Qur’an tidak menempuh metode yang
dipegang teguh oleh para ahli kalam yang meemerlukan adanya muqadimmah (premis)
dan nafiah (kongklusi), seperti dengan cara beristidlal (inferensi) dengan
sesuatu yang bersifat kully (universal) atas yang juz’iy (partial) dalam qias
syumul, beristidlal dengan salah satu dua juz’iyat yang lain dalam qias
tamtsil, atau beristidlal dengan juz’iyat kullly dalam kias istiqra. Hal itu disebabkan:
A. Qur’an datang dalam bahasa Arab dan menyeru mereka
dengan bahasa yang mereka ketahui.
B. Bersandar pada fitrah jiwa, yang percaya kepada apa
yang disaksikan dan dirasakan, tanpa perlu penggunaan pemikiran mendalam dalam
beristidlal adalah lebih kuat pengaruhnya dan lebih effective hujjahnya.

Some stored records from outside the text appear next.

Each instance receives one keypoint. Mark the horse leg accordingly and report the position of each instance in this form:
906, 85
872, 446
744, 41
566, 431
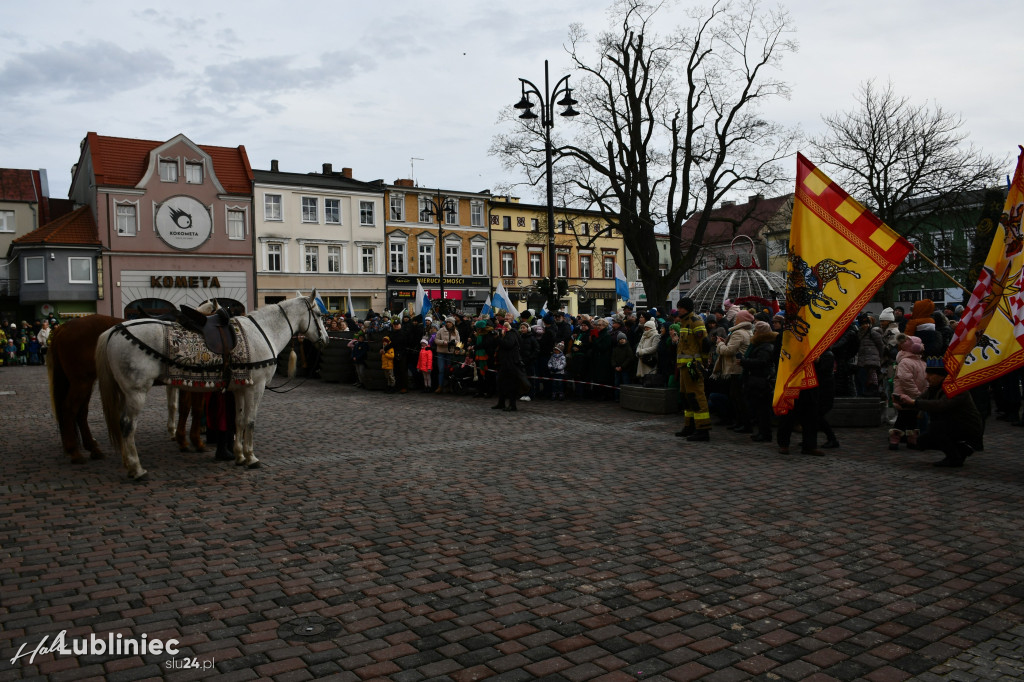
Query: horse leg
172, 411
181, 402
134, 400
82, 419
197, 406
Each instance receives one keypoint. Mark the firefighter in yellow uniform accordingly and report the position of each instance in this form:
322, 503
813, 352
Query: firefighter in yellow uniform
693, 347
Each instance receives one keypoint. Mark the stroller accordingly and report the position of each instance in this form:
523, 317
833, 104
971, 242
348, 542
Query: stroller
460, 377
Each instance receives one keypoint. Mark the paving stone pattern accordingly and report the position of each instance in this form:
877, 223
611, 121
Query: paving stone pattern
429, 538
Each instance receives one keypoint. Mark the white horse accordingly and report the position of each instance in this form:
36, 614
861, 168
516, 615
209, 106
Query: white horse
125, 371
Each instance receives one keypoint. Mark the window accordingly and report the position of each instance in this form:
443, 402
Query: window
397, 207
508, 263
194, 173
310, 210
367, 260
169, 171
426, 258
478, 258
332, 211
453, 256
80, 270
397, 250
562, 265
535, 264
236, 224
273, 257
127, 224
584, 267
34, 269
366, 213
271, 207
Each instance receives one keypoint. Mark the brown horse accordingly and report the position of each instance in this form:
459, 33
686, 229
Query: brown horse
71, 364
72, 369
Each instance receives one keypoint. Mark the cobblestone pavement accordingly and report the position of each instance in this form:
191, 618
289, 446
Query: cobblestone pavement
420, 538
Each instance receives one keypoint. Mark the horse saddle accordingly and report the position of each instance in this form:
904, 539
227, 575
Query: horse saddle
216, 329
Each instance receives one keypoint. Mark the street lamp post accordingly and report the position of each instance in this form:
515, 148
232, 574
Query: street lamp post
547, 102
439, 206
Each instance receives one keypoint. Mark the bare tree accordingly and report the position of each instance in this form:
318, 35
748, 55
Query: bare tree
670, 125
905, 162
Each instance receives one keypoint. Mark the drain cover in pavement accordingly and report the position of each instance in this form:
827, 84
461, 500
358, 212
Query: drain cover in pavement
309, 629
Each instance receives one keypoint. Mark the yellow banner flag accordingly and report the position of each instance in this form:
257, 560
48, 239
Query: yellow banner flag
840, 255
988, 341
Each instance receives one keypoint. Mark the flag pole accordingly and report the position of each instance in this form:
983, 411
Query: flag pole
936, 266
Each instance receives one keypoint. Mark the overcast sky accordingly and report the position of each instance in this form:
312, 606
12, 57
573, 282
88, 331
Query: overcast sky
371, 85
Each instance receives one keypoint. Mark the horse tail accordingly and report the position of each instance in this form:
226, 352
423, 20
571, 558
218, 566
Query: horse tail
111, 395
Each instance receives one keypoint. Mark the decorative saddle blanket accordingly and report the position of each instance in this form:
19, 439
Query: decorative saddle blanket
192, 364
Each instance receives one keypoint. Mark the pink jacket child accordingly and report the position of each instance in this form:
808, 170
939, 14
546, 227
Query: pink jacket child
909, 381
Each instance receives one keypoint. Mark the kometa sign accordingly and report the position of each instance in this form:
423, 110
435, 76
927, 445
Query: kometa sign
183, 223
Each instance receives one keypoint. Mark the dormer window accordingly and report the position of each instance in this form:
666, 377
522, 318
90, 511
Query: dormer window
169, 171
194, 173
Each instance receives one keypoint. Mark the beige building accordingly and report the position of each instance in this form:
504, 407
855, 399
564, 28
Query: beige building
586, 254
323, 230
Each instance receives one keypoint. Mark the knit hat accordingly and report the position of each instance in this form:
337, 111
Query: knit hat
744, 315
911, 344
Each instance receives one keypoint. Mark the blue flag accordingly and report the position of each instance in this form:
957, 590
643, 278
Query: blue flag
622, 286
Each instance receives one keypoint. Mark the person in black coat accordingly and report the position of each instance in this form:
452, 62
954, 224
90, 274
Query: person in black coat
509, 359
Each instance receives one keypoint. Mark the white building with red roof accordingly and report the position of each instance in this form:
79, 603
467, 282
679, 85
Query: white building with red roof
174, 220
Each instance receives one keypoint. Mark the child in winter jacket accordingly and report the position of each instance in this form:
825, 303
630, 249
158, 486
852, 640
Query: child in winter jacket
556, 368
909, 381
425, 364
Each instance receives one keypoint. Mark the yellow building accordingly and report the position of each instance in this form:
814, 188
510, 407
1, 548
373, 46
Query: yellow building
586, 254
423, 250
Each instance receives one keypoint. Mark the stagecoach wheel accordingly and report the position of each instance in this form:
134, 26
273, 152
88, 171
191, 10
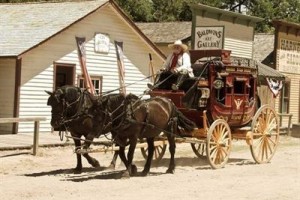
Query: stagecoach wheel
265, 134
199, 149
159, 152
218, 145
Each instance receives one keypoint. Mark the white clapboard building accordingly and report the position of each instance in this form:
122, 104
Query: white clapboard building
38, 52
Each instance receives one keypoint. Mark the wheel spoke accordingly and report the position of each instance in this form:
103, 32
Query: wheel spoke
273, 142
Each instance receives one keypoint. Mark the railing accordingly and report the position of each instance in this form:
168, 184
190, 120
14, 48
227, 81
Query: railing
36, 121
281, 115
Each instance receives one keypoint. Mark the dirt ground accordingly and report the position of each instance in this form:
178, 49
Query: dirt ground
49, 176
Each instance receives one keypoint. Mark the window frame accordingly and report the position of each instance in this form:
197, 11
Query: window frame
93, 79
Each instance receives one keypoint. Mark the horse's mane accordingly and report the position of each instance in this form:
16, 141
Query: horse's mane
71, 93
115, 100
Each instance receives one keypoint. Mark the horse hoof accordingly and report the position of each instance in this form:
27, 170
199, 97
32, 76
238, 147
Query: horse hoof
170, 171
125, 175
111, 166
77, 170
96, 164
133, 169
144, 173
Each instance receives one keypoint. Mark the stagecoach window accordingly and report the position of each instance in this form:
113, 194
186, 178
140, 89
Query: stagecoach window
97, 82
220, 92
239, 87
285, 97
251, 89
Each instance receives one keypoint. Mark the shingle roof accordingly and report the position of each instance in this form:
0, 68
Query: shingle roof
166, 32
263, 52
263, 47
26, 25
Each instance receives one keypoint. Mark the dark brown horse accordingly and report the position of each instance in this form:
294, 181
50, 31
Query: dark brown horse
133, 120
74, 110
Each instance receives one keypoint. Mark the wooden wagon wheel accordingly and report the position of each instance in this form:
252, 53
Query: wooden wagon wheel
159, 152
199, 149
218, 145
265, 134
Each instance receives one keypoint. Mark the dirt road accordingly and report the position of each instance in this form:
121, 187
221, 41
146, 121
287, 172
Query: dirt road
49, 176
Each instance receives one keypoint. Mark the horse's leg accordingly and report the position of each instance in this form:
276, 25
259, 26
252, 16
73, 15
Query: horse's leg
89, 138
132, 169
150, 142
79, 162
124, 159
114, 160
172, 147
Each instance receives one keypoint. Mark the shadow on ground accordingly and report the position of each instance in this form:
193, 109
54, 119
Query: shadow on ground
104, 173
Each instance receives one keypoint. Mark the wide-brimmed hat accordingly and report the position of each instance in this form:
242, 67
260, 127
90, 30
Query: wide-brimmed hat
178, 43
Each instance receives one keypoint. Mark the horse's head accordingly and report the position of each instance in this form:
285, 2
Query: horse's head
64, 104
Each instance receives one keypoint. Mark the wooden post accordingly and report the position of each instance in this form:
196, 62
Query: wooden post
36, 137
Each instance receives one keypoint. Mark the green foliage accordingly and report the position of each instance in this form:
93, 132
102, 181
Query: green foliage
269, 10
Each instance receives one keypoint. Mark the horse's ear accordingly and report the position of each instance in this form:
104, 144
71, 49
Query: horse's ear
50, 93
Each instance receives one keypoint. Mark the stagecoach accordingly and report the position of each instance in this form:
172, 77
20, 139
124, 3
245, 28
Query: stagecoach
222, 100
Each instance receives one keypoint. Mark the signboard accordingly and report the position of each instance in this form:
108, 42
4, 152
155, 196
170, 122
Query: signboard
289, 56
209, 37
101, 43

C. Meninggalkan pembicaraan yang jelas, dan
mempergunakan tutur kata yang pelik, merupakan kerancuan dan teka-teki yang
hanya dapat dimengerti kalangan ahli (khas). Cara demikian yang biasa ditempuh
para ahli mantiq (logika) ini tidak sepenuhnya benar. Karena itu dalil-dalil
tentang tauhid dan hidup kembali di akhirat yang diungkapkan dalam Qur’an
merupakan dalalah tertentu yang dapat memberikan makna yang ditunjuknya secara
otomatis tanpa harus memasukannya ke dalam qadiyah kulliyah (universal
posisition)
Mengapa Terdapat Jadal Dalam Alquran ?
C FAKTOR JADAL AL-QURAN
hal ini disebabkan oleh beberapa factor, diantaranya
adalah
1.karena Allah sendiri telah berfirman dalam Alquran
yang berbunyi :
Kami tidak mengutus seorang rasulpun, melainkan dengan
bahasa kaumnya, supaya ia dapat memberi penjelasan dengan terang kepada mereka.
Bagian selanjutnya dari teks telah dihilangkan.